California cannot meet that standard. At the outset, it acknowledges that it cannot show a direct causal link between violent video games and harm to minors. ...
The State's evidence is not compelling. California relies primarily on the research of Dr. Craig Anderson and a few other research psychologists whose studies purport to show a connection between exposure to violent video games and harmful effects on children. These studies have been rejected by every court to consider them, and with good reason: They do not prove that violent video games cause minors to act aggressively (which would at least be a beginning). Instead, "[n]early all of the research is based on correlation, not evidence of causation, and most of the studies suffer from significant, admitted flaws in methodology." Video Software Dealers Assn. 556 F.3d, at 964. They show at best some correlation between exposure to violent entertainment and minuscule real-world effects, such as children's feeling more aggressive or making louder noises in the few minutes after playing a violent game than after playing a nonviolent game.
Even taking for granted Dr. Anderson's conclusions that violent video games produce some effect on children's feelings of aggression, those effects are both small and indistinguishable from effects produced by other media. In his testimony in a similar lawsuit, Dr. Anderson admitted that the "effect sizes" of children's exposure to violent video games are "about the same" as that produced by their exposure to violence on television. App. 1263. And he admits that the same effects have been found when children watch cartoons starring Bugs Bunny or the Road Runner, id., at 1304, or when they play video games like Sonic the Hedgehog that are rated "E" (appropriate for all ages), id., at 1270, or even when they "vie[w] a picture of a gun," id., at 1315-1316.
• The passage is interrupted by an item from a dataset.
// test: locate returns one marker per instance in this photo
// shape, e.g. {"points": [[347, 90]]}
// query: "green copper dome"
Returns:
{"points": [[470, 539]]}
2740*2740 Of course, California has (wisely) declined to restrict Saturday morning cartoons, the sale of games rated for young children, or the distribution of pictures of guns. The consequence is that its regulation is wildly underinclusive when judged against its asserted justification, which in our view is alone enough to defeat it. Underinclusiveness raises serious doubts about whether the government is in fact pursuing the interest it invokes, rather than disfavoring a particular speaker or viewpoint. See City of Ladue v. Gilleo, 512 U.S. 43, 51, 114 S.Ct. 2038, 129 L.Ed.2d 36 (1994); Florida Star v. B.J.F., 491 U.S. 524, 540, 109 S.Ct. 2603, 105 L.Ed.2d 443 (1989). Here, California has singled out the purveyors of video games for disfavored treatment—at least when compared to booksellers, cartoonists, and movie producers—and has given no persuasive reason why."
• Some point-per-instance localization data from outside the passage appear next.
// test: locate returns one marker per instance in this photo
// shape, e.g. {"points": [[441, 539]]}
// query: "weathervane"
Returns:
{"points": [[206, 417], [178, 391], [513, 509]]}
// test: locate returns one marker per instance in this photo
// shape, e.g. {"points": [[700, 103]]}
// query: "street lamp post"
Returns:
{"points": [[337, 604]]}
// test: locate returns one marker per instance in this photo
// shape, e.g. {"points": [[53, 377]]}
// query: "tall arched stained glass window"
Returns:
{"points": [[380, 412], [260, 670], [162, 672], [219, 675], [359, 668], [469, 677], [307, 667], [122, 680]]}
 One study, for example, found that children who had just finished playing violent video games were more likely to fill in the blank letter in "explo_e" with a "d" (so that it reads "explode") than with an "r" ("explore"). App. 496, 506 (internal quotation marks omitted). The prevention of this phenomenon, which might have been anticipated with common sense, is not a compelling state interest.